Tienen mi cabeza embotada. Nunca pensé necesitar tanto salir de acá. Nunca recordé tanto las palabras de Charlotte como anoche.

Eso.

Y el haberme dicho que tengo una hija.

¿Una hija?

Dios.

A cada minuto la odio más.

La odio por dejarme vuelto un completo lío.

La odio porque cada vez que viene a mí me enloquece. Se para, habla, actúa como una implacable reina y eso... Al final termina gustándome. Soy un maldito masoquista porque me encanta y me hace detestarla mucho más.

—Por cierto —el chasquido de sus dedos me hace dejar de pensar en Charlotte—. Ayer lloriqueabas por un baño. Tienes el permiso de usar las duchas —se sonríe—. ¿Aún necesitas el baño? —lentamente afirmo. Me urge una ducha. Necesito quitarme el frío. Ruego por un poco de agua caliente—. Bien —abre la reja de la celda y hace un ademán para que salga—. Para que aprecies nuestro trato, te ofrezco una muda de ropa limpia —me empuja para que camine—. Tenemos algunas prendas del uniforme de la prisión —carcajea y mis ganas de darle una paliza, crecen—. Quedarías bonito usando el color naranja, princeso.

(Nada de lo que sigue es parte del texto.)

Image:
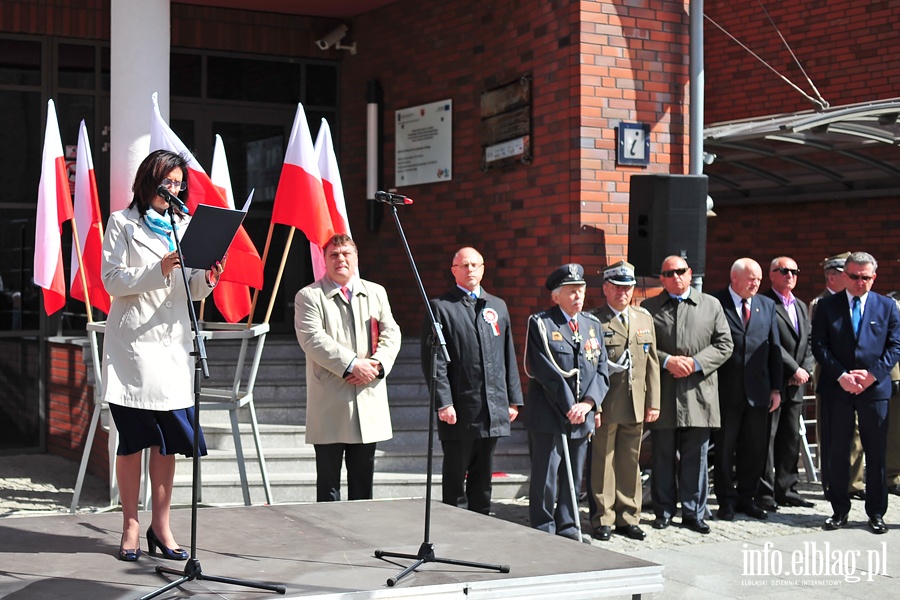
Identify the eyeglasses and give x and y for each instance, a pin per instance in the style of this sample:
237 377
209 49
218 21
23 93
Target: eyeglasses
177 185
673 272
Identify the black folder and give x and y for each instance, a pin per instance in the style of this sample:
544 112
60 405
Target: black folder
209 235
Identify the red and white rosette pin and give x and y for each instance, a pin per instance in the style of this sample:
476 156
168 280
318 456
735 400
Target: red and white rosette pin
491 317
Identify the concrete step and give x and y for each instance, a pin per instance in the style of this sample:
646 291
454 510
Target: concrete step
301 487
279 398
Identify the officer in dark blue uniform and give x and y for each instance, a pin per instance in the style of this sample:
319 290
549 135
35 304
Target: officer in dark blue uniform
566 360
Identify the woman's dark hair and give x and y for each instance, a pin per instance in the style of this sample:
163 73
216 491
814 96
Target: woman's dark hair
150 175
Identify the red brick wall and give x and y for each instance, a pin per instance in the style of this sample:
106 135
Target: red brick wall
570 203
88 19
70 402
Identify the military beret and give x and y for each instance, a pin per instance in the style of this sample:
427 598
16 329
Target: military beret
836 262
620 273
570 274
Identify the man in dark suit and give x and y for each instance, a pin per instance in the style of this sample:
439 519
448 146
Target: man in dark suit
478 392
835 283
856 339
565 357
749 388
792 317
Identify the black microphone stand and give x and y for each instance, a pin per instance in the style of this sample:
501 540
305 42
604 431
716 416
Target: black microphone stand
192 569
426 550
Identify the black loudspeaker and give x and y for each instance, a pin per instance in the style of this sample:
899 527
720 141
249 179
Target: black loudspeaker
666 216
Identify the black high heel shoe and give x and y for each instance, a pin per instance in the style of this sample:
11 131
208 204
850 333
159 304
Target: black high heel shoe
128 554
170 553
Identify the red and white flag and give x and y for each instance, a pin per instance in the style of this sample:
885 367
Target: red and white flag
300 198
54 207
244 267
89 226
219 173
334 194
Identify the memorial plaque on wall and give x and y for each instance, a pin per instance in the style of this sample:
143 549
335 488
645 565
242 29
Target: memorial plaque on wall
506 124
424 144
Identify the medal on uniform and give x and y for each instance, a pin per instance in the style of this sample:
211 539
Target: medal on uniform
491 317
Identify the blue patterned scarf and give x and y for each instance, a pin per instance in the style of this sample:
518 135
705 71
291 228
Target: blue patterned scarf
160 226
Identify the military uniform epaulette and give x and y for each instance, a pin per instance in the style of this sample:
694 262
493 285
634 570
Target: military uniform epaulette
541 315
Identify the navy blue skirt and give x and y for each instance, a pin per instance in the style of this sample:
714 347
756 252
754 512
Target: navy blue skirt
171 430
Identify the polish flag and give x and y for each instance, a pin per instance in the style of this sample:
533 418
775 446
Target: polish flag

—¿Y porqué mejor —suelto una risita corta y baja, —no te metes la ropa en el culo?

Me empuja de nuevo, con fuerza pero no caigo. A empujones me lleva a las duchas y me avienta una toalla que cae a mis pies cuando llego a uno de los cubículos.

—Estoy en la puerta —informa—. Diez minutos.

Se va y rápido me desvisto, más por el frío que caló hasta mis huesos, que por su ultimatum de tiempo.

El agua hirviendo pone mi piel de gallo. Me estremezco y suspiro de alivio al sentir que me recompongo.

Cierro el grifo, contando mentalmente los minutos que me dio el jodido policía. Me seco con la toalla y me pongo la misma ropa con la que me detuvieron, me trasladaron y me trajeron aquí.